At the Newport Beach TV Fest, Larter told Fox News Digital her summer months look “totally different” since she made the move to Sun Valley, Idaho, in 2020.
“Well, it’s totally different, so we can’t really get our kids to hike anymore. They don’t want to do that. But I can get them to take a bike ride and then do, like, a little cold plunge in the river,” Larter began.
“We love to barbecue at our house. We love to play with our dogs. My daughter will probably play some volleyball. We’ll go to Leroy’s and get an ice cream cone.

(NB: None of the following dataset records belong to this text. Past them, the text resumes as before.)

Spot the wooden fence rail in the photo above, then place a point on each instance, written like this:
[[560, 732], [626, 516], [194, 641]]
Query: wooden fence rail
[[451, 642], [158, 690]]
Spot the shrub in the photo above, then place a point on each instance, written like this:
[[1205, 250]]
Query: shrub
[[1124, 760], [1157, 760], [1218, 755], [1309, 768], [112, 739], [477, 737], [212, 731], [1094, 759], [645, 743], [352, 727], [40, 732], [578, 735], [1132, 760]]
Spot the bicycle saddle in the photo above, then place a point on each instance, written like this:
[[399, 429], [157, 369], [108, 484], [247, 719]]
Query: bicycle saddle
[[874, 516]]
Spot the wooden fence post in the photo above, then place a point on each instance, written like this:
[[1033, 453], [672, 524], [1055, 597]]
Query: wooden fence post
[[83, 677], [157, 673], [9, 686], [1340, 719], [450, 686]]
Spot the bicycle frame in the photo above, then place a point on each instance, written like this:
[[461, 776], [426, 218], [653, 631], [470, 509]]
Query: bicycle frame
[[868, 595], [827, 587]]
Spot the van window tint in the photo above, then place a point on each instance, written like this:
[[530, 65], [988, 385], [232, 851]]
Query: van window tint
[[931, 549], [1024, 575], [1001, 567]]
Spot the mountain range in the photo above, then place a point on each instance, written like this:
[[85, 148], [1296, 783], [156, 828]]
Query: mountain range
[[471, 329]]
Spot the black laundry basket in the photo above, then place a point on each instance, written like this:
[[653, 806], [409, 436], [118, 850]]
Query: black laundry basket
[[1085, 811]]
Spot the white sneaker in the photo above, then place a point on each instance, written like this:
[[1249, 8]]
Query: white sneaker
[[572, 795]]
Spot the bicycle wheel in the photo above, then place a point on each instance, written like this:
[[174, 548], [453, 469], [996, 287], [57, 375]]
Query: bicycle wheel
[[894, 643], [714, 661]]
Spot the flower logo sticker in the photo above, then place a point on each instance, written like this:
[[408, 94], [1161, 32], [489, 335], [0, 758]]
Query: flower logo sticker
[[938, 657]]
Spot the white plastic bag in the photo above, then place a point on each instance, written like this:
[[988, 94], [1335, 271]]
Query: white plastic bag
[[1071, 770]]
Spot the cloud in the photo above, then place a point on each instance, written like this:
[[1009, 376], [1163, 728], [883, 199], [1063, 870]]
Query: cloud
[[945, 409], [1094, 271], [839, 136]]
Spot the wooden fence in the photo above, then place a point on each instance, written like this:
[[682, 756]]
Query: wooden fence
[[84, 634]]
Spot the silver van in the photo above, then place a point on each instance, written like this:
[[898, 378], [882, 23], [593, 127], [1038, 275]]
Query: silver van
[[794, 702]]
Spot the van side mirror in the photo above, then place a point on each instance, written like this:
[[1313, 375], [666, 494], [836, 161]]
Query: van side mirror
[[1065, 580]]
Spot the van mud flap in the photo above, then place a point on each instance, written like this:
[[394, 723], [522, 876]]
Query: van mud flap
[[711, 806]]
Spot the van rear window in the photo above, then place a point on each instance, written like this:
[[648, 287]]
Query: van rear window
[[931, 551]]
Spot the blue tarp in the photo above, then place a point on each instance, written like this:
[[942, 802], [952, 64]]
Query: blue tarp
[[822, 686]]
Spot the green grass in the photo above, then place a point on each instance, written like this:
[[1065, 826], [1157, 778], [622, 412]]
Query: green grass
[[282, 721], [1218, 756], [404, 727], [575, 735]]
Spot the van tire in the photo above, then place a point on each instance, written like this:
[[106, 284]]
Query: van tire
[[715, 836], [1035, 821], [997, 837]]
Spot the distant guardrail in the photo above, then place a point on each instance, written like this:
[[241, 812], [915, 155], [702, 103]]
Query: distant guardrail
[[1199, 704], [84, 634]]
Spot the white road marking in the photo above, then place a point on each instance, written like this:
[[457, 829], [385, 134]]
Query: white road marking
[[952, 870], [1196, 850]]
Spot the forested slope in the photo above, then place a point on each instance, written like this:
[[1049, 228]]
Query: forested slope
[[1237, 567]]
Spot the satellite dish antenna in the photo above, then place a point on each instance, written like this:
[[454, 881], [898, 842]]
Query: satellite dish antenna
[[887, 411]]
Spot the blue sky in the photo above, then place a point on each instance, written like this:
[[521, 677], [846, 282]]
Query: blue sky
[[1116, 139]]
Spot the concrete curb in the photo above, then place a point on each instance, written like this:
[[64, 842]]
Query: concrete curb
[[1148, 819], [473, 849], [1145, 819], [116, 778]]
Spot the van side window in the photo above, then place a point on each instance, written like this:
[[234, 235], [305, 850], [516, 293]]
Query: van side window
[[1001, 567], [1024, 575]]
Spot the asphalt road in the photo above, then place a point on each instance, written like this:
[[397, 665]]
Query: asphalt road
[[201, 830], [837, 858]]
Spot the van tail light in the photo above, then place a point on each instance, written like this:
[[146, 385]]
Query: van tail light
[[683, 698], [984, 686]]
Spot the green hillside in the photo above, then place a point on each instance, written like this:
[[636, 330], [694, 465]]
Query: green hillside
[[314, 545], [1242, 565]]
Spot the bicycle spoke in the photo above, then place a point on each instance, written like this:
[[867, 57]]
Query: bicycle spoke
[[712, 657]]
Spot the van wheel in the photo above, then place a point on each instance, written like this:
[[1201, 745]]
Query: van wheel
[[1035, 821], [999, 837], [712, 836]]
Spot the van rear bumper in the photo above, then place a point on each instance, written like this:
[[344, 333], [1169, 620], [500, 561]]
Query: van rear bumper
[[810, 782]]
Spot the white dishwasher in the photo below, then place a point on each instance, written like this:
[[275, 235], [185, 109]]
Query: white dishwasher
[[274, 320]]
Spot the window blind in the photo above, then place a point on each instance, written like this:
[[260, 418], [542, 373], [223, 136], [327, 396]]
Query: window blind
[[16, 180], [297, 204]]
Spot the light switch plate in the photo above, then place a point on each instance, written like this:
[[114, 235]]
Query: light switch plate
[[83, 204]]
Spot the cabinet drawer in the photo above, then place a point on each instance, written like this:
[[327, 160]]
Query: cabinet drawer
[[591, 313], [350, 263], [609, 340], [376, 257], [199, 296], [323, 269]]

“It’s just kind of simpler, and the days are really long. The sun’s out till like 10 at night now, so it’s been really beautiful to kind of have the kids out of school and enjoy the time with them.”
Larter and Hayes MacArthur share two children — son Teddy, 15, and daughter, Vivienne, 11.
During an interview with Fox News Digital in November, Larter shared the exact moment she and her husband realized they wanted to stay in Idaho after moving there during the COVID-19 lockdown.
“We went for two months thinking that the kids’ schools would be reopened in California, and they weren’t,” she recalled. “And, so, they were doing online, and the schools there were open. And, so, we were able to put our 6-year-old daughter in kindergarten for the spring semester.
“And that was a huge thing for us because we just wanted her to be around other children and have that kindergarten experience. And during that time, we met some amazing families just organically by the school,” she continued.
“And living in the town and just skiing with our children. And we really spent a tremendous amount of time together as a family.”
After living in Idaho during the latter half of the school year, Larter and her family returned to Los Angeles for the summer, and they realized that “there are so many demands as an actor” when living in the city.
She explained that actors not only audition frequently but are “expected to show up for so many things,” including parties and charity events. While she loves LA and says her “heart will always be there,” she wanted a more family-focused lifestyle.
“We just didn’t want to do that. We wanna be with our children,” she said. “And, so, that’s when I think the biggest change was we came back after that summer, and we just made a go for it and said, ‘Let’s try this and see if it works.’”
Larter attended the Newport Beach TV Fest that honored “Landman,” in which she plays Angela, Billy Bob Thornton’s recently reconciled ex-wife.
On the red carpet, Larter told Fox News Digital that Angela is a “wildcat,” and she wishes she could channel her a little bit more in everyday life.